WASHINGTON — Former national security adviser John Bolton gave a characteristically pessimistic outlook on the prospects for getting North Korea to give up its nuclear weapons as he made his first public appearance since he was ousted from his post by President Donald Trump.

Bolton made no mention of Trump in his speech to a forum on Korean security on Monday and avoided any discussion of the president in a brief question-and-answer session that followed. But he made it clear that he does not expect much progress in the stalled talks even though Kim Jong Un has halted nuclear weapons tests and met three times with Trump.

The North Korean leader has made a “strategic decision” to do whatever he can to keep his country’s nuclear weapons, and that is an “unacceptable” threat to the world, the famously hawkish former U.N. ambassador said.

“Under current circumstances, he will never give up nuclear weapons voluntarily,” Bolton said at the forum, hosted by the Center for Strategic and International Studies.

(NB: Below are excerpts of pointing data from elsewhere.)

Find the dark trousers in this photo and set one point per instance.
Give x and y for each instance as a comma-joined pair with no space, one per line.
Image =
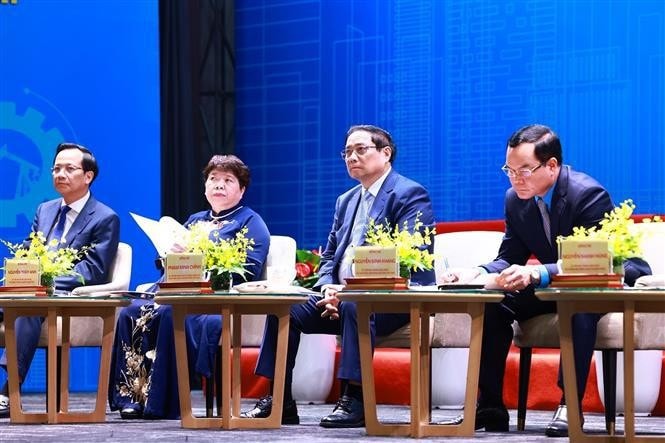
306,318
28,331
498,335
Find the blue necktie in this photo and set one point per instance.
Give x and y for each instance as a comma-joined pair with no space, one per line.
59,229
357,234
542,206
360,222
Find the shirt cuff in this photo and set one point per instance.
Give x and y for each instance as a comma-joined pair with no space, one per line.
544,276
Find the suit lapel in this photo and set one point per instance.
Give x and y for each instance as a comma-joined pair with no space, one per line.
81,221
349,216
378,210
559,202
50,214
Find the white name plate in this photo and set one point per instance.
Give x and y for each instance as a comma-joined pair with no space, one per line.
21,272
183,268
580,256
375,262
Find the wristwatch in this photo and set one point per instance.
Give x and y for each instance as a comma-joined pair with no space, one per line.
535,276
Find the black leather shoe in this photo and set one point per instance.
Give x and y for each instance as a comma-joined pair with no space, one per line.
263,408
490,419
132,411
558,427
4,406
348,413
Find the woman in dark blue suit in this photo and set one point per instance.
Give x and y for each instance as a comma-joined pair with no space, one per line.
143,380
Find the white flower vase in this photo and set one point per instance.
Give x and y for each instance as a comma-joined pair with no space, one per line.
647,368
313,373
448,391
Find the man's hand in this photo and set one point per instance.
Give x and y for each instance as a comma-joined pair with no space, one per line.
514,278
460,275
330,301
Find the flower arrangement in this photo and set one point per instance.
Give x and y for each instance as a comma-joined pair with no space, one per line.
53,261
617,228
411,245
220,256
307,267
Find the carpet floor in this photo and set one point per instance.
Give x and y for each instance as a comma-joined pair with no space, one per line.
117,430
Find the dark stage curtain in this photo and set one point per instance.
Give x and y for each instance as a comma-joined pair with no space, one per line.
182,160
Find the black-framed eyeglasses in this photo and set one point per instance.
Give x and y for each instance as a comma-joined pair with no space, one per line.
67,169
522,173
359,150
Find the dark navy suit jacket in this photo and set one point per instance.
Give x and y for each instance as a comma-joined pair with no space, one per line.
577,200
96,225
398,201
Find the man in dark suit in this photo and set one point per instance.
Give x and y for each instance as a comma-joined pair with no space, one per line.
382,195
76,220
568,199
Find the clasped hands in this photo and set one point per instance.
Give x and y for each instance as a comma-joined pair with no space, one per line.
513,278
329,302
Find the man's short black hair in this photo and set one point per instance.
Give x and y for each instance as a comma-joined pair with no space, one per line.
547,143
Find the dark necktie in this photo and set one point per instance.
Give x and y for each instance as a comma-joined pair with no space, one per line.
60,226
542,206
357,234
360,222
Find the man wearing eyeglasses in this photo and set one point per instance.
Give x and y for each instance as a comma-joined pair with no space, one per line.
76,219
546,199
382,195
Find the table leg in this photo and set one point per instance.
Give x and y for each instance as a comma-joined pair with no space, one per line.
63,383
629,369
477,313
16,414
419,369
372,424
228,318
236,379
565,311
51,373
187,418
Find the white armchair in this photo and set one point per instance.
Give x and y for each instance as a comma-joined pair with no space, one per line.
451,333
542,332
87,331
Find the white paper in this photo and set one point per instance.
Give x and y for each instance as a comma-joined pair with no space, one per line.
163,233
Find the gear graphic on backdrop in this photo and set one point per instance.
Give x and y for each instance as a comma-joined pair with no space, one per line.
33,181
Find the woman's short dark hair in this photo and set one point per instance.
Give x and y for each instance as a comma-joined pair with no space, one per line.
547,143
230,164
380,137
89,163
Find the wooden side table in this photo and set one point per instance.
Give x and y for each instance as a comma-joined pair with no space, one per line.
232,307
52,308
420,305
627,301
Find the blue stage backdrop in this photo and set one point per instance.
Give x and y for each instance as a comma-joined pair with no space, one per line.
85,72
451,80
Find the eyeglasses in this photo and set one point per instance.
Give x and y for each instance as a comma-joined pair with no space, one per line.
68,169
522,173
359,150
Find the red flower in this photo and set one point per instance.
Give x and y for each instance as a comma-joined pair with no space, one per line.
303,270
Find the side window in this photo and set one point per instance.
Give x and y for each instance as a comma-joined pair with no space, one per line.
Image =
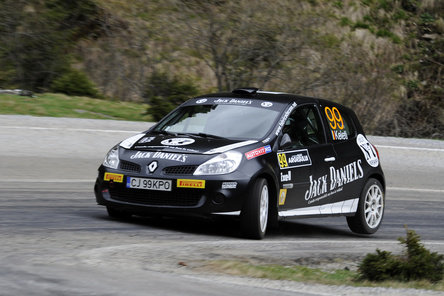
339,123
304,127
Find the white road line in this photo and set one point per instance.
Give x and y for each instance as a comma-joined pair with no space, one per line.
410,148
47,180
71,129
416,189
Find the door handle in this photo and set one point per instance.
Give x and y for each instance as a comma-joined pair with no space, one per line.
330,159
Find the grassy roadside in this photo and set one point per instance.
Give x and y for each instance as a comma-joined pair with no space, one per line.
305,274
60,105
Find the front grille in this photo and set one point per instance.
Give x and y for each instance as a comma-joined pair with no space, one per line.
180,170
129,166
177,198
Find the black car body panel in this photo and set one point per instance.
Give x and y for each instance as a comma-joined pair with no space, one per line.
321,173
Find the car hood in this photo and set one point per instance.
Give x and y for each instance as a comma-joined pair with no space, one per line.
182,143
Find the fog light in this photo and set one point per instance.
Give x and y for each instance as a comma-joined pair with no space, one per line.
218,199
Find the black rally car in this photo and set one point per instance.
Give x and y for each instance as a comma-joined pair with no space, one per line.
259,155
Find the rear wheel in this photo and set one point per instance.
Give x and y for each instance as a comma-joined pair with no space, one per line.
370,211
117,213
254,216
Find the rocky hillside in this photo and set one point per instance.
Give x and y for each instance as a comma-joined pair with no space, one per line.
383,58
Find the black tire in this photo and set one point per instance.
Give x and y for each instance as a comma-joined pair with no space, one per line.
370,211
117,213
254,215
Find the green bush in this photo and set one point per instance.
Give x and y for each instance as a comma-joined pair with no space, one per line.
416,263
163,93
74,83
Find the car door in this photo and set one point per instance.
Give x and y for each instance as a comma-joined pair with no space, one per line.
304,157
346,174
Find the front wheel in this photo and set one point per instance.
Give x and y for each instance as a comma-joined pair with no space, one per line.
370,211
254,216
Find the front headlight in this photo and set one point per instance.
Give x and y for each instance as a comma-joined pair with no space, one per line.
112,158
224,163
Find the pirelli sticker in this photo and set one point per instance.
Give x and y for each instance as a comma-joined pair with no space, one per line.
190,183
113,177
282,196
294,159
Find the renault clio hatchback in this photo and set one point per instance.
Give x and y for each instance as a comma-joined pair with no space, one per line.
261,156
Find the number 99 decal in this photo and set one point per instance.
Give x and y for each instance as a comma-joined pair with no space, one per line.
334,117
282,160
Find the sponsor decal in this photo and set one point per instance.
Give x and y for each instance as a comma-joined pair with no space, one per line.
319,188
294,159
233,101
113,177
139,155
159,155
266,140
284,118
190,183
229,185
146,140
282,196
286,177
152,166
177,142
369,151
336,123
128,143
258,152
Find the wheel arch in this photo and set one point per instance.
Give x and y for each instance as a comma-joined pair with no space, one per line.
273,187
380,178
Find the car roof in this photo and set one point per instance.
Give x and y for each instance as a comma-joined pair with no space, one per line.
276,97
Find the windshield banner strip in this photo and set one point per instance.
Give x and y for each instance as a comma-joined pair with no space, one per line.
230,147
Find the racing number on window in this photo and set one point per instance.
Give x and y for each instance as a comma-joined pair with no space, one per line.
282,160
334,118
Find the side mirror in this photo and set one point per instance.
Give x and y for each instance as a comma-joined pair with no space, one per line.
285,141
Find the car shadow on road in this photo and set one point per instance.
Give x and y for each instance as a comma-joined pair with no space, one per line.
229,227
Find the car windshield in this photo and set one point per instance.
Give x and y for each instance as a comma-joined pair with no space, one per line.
227,121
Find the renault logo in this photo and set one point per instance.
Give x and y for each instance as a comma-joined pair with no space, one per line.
152,166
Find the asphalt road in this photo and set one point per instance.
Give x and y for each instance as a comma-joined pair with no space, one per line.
56,241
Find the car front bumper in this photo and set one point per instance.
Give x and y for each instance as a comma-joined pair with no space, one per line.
222,194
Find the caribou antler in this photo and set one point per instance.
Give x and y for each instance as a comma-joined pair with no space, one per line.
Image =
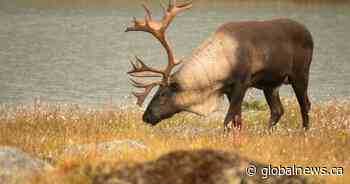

Trump fired Bolton this month amid policy disagreements over North Korea and other issues.

The Republican president has said that Bolton’s views set the United States back “very badly” in talks with the North and added that “maybe a new method would be very good.”

Bolton has insisted the North should follow the Libyan path of denuclearization by fully eliminating its nuclear program upfront in a possible deal with the United States, a view he repeated at the security forum.

Asked during the question-and-answer session if “romance diplomacy” is effective — a reference to the warm letters that Trump has exchanged with Kim — Bolton declined to comment.

He warned that there is a danger not just from North Korea’s own weapons but the potential that it could sell missiles or technology to other states.

The United States, Bolton said, is the only country in the world that can stop nuclear proliferation but it must act before it is too late. He said there should be “serious discussions” about strategies, including military force, to counter North Korea’s weapons program.

“If you believe, and you may not, that it is unacceptable for North Korea to have nuclear weapons at some point military force has to be an option,” he said.

Later, he stressed that time may be running out to resolve the issue.

“Every day that goes by makes North Korea a more dangerous country,” he said. “You don’t like their behavior today? What do you think it will be when they have nuclear weapons that can be delivered to American cities? You want to wait until then to act or do you want to act now?”

North Korea recently praised Trump for saying Washington may pursue an unspecified “new method” in nuclear negotiations with Pyongyang. Those talks have been stalled for months by disagreements over trade-offs between sanctions relief and disarmament steps.